Rich @ Refined Detail


----------



## DetailMe (Jan 13, 2011)

Rich that's looks lovely and glossy now mate! Nice work. How do you find BW, I'm yet to use it but am intrigued. Im a zaino sealant man but I may give it a try! 
Chris


----------



## Stu_RD (May 1, 2011)

Perfect...


...That is all!


----------



## badman1972 (Jun 24, 2010)

Beautiful work mate, great corrections and a fantastic car now looks stunning in the afters :thumb:


----------



## Refined Detail (Nov 27, 2006)

DetailMe said:


> Rich that's looks lovely and glossy now mate! Nice work. How do you find BW, I'm yet to use it but am intrigued. Im a zaino sealant man but I may give it a try!
> Chris


Thanks Chris 

I'm a huge Zaino fan myself too, but I've been trialling Bodywrap for a few months now and it continues to impress. Got 3 coats on my own car and it beads / sheets very well a few months down the line and gives a great glossy finish. Very easy to apply / remove and a small amount goes a long way too :thumb:


----------



## Scrim-1- (Oct 8, 2008)

Stunning car


----------



## dazzyb (Feb 9, 2010)

great work on a stunning car, looks fantastic


----------



## Gleammachine (Sep 8, 2007)

Nice work Rich, did you find much in the way of factory DA marks/Micro marring? 
Just completed a Vantage last weekend and it was horrendous, surprised it got out of the factory, actually I'm not surprised.


----------



## Auto Detox (Dec 22, 2007)

Nice work rich lovely cars to work on these, have to agree with Rob da sanding marks are free on most Astons, wonder if it will be different on the one-77 

Baz


----------



## Saqib200 (May 13, 2008)

Really nice, looks great in the afters.


----------



## Refined Detail (Nov 27, 2006)

Thanks guys, much appreciated!

Rob & Baz - there weren't many tbh and I was keeping an eye out for them - the car has had a reasonable amount of paintwork though so it would seem most of them have been painted over or removed during later refinishing work! Many of the other Vantages and DB9's etc I have worked on in the past have suffered pretty badly though.


----------



## minimatt1967 (Aug 29, 2011)

What a machine, what a finish, a credit to you sir! :thumb:


----------



## ianFRST (Sep 19, 2006)

awesome, nice work


----------



## MattJ VXR (Aug 11, 2008)

Looks gorgeous, very nicely finished off :thumb:


----------



## 20vKarlos (Aug 8, 2009)

nice one Rich!!!


----------



## Demetrios72 (Jun 27, 2011)

Very nice work guys :thumb:
Cracking motor


----------



## woodymbr (Mar 8, 2009)

Oh my word!


----------



## DMH-01 (Mar 29, 2011)

Great job buddy.


----------



## Bowler (Jan 23, 2011)

Great looking car with the engine to match. Super job on the detailing. 
Should be compulsory for all new Aston owners to have car proffesionally detailed as soon as it leaves the factory


----------



## CliveP (Feb 1, 2009)

Very nice indeed, has come up lovely!

I have to allocate some of my pension pot to one of these cars! 

Regards,
Clive.


----------



## Beau Technique (Jun 21, 2010)

Looks very swish in the afters Rich.


----------



## 500tie (Oct 15, 2009)

Looks lovely mate good work


----------



## Refined Detail (Nov 27, 2006)

Thanks for all your kind words guys, appreciated as ever.

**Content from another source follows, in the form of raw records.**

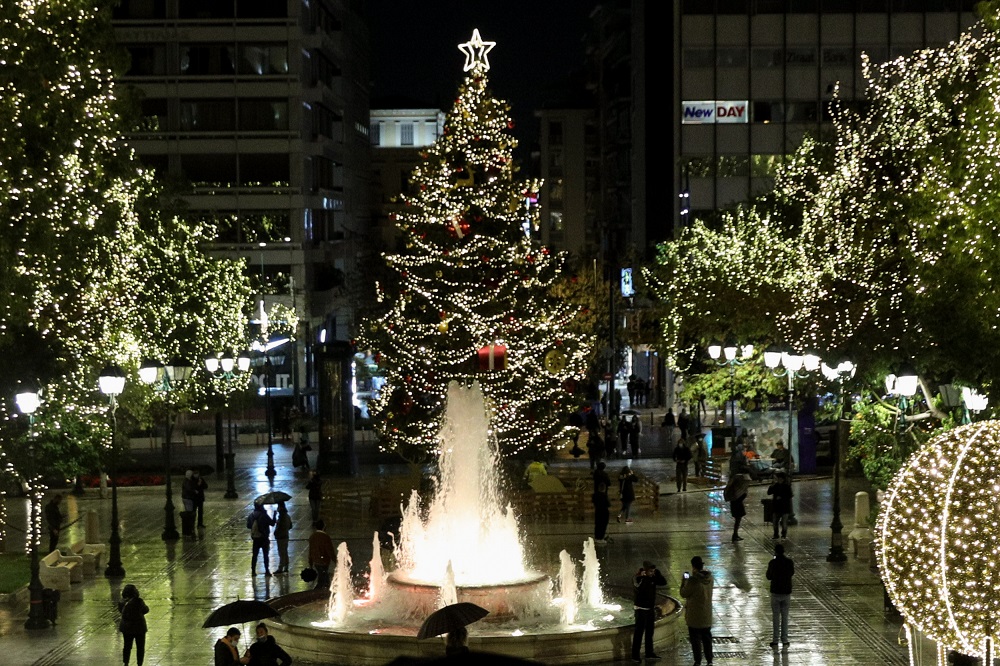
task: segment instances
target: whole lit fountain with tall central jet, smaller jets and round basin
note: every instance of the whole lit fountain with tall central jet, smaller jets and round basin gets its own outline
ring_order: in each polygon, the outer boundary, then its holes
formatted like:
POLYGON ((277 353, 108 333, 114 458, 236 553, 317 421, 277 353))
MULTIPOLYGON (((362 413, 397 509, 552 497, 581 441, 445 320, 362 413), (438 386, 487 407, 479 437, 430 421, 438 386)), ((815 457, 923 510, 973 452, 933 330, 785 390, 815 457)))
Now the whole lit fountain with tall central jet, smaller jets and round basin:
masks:
MULTIPOLYGON (((631 600, 605 601, 593 539, 584 542, 582 584, 566 550, 555 582, 529 566, 517 519, 501 500, 500 458, 478 384, 449 386, 440 441, 432 497, 422 503, 413 491, 401 507, 396 569, 385 573, 376 533, 368 591, 356 595, 351 557, 341 543, 328 599, 301 592, 271 600, 281 612, 271 632, 282 646, 293 657, 324 663, 439 656, 439 641, 416 640, 421 622, 442 605, 470 601, 490 611, 469 627, 473 650, 547 664, 627 656, 631 600)), ((660 645, 677 637, 679 604, 669 597, 664 602, 665 617, 654 632, 660 645)))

Certainly a stunning car, I love working on Aston Martins!


----------



## Demetrios (May 8, 2011)

Cracking job there mate !!!


----------



## scoobymad (Jun 14, 2011)

Ace work,couldn't help but spot the scooby though hehe


----------



## Ali (Apr 5, 2006)

What an amazing looking car.


----------



## Refined Detail (Nov 27, 2006)

scoobymad said:


> Ace work,couldn't help but spot the scooby though hehe


Well spotted, there's 2 if you look carefully 

The hawkeye one will be up for sale very shortly I believe - another stunning car that one!


----------



## rgDetail (Jul 16, 2009)

Lovely finish matey


----------



## AMGreg (Oct 16, 2011)

I had the opportunity to see the results in the flesh and they were truly amazing. The car looked spectacular. Great job Rich!


----------



## Refined Detail (Nov 27, 2006)

Thanks for your kind words Greg, much appreciated!


----------



## Posambique (Oct 20, 2010)

Thanks for sharing! Wonderful


----------



## 888-Dave (Jul 30, 2010)

Absolutely superb Rich, Who needs the sun when your turning out a finish like that. Stunning.

I see your using the MF system to good effect then, like it?

ps. like the new logo's bud, lets see if they get copied eh


----------



## prokopas (Apr 29, 2010)

Great work and fantastic finish. Well done


----------



## Refined Detail (Nov 27, 2006)

Thanks guys, appreciated as ever.



888-Dave said:


> Absolutely superb Rich, Who needs the sun when your turning out a finish like that. Stunning.
> 
> I see your using the MF system to good effect then, like it?
> 
> ps. like the new logo's bud, lets see if they get copied eh


Cheers Dave! Was typical but the sun just didn't want to play ball over those 2 days 

A big fan of the DA MF system, have used it to good effect several times now - it will never totally replace a rotary for me, but definitely has a place in my 'artillery'!

Re. logo - cheers! Will put a proper post up about it all when I have time with the overall new look, but yes here's hoping it doesn't end up being copied again! :devil:


----------



## Scaff (May 17, 2011)

Great results as usual Rich! glad to see the da mf system being used in these details as I've just purchased myself the kit


----------



## jfletch121 (Apr 11, 2011)

absolutley mint work mate looking great


----------



## PugIain (Jun 28, 2006)

Lovely.Nice work.Cracking reflection and gloss in the 2nd of the after pictures.


----------



## thedonji (Oct 7, 2011)

Wow rich really good work! 

Sent from my Nexus S4g using Tapatalk


----------



## Refined Detail (Nov 27, 2006)

Thanks chaps, the depth that Aston paint has to it once all polished up is awesome!



Scaff said:


> Great results as usual Rich! glad to see the da mf system being used in these details as I've just purchased myself the kit


Cheers Ben  Good luck with the DA kit, if you get stuck at all, feel free to give me a shout for a few pointers :thumb:


----------



## Scaff (May 17, 2011)

Nice one mate


----------